An important question is whether the large differences in color categorization obtained here are really a signature of differences in female and male behavior. It may be possible that any random splitting of a population in two groups is likely to give some differences in categorization (or, term-map appearance) just by chance. To study the statistical significance of the results of Fig. 3, we randomly divided each population into two subgroups (the pseudomale group and pseudofemale group) and applied the same methodology to find the global distribution of differences between the pseudomale and pseudofemale naming behaviors of each language. We then counted and recorded the number of terms that have Diff value above 0.25. We did this 10,000 times; Fig. 3 shows the the distribution of counts obtained, with area normalized to equal 1 unit.

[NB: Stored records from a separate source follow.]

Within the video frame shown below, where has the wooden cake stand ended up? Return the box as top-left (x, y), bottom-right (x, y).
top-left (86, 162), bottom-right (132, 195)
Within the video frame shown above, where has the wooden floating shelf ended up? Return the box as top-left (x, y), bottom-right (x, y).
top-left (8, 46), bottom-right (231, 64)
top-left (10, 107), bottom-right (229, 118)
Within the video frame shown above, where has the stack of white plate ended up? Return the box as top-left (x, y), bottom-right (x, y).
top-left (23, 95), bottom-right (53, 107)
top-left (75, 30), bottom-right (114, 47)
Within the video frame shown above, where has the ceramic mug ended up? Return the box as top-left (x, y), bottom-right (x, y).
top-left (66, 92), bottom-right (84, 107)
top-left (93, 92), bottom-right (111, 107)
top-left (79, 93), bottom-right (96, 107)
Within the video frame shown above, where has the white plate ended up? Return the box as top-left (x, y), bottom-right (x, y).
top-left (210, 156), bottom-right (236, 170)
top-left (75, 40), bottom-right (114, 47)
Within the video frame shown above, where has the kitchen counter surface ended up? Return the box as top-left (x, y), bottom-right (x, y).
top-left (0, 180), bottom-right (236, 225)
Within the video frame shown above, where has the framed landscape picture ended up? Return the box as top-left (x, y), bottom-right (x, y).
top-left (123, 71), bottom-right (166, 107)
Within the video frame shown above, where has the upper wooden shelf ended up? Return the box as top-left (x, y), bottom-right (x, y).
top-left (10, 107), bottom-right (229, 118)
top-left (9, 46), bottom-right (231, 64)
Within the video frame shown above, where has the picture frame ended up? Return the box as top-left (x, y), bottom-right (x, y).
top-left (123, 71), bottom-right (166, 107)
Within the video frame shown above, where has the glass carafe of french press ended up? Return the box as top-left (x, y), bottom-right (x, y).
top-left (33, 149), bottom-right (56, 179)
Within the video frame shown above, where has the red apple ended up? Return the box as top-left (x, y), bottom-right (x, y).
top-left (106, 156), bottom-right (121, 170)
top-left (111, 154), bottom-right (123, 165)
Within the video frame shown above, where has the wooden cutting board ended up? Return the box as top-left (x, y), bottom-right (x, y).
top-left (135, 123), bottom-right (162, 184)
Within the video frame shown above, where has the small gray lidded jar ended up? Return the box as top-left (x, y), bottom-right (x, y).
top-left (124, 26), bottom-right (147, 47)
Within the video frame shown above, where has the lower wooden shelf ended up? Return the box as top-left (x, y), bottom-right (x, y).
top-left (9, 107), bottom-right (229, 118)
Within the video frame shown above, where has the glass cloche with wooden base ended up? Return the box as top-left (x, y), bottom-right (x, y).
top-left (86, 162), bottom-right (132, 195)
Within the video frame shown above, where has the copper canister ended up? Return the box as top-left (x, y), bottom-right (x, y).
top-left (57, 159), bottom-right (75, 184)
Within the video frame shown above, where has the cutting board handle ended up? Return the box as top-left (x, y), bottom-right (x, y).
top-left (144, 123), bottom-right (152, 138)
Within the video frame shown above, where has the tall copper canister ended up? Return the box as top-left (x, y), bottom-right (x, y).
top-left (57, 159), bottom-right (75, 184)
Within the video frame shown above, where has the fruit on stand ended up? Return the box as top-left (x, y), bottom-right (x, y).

Now assume the following null hypothesis: “19 or more cases with Diff ≥ 0.25 can be obtained by randomly dividing each population into two subgroups”. Note that when normalized to have a unit area, the histogram in Fig. 3 can be interpreted as a probability distribution which shows the likelihood of n high-Diff terms appearing. If the null hypothesis is correct, the “tail” of the normalized histogram, highlighted in orange, would have area larger than or equal to 0.05 (using the 95% cut-off). This is however not the case—the area observed is approximately 0.0191, which implies that a large degree of difference in naming behavior, assuming subgroups are formed by random splitting of the general population, occurs with a very small probability. We can therefore conclude that the differences observed by studying males and females are statistically significant.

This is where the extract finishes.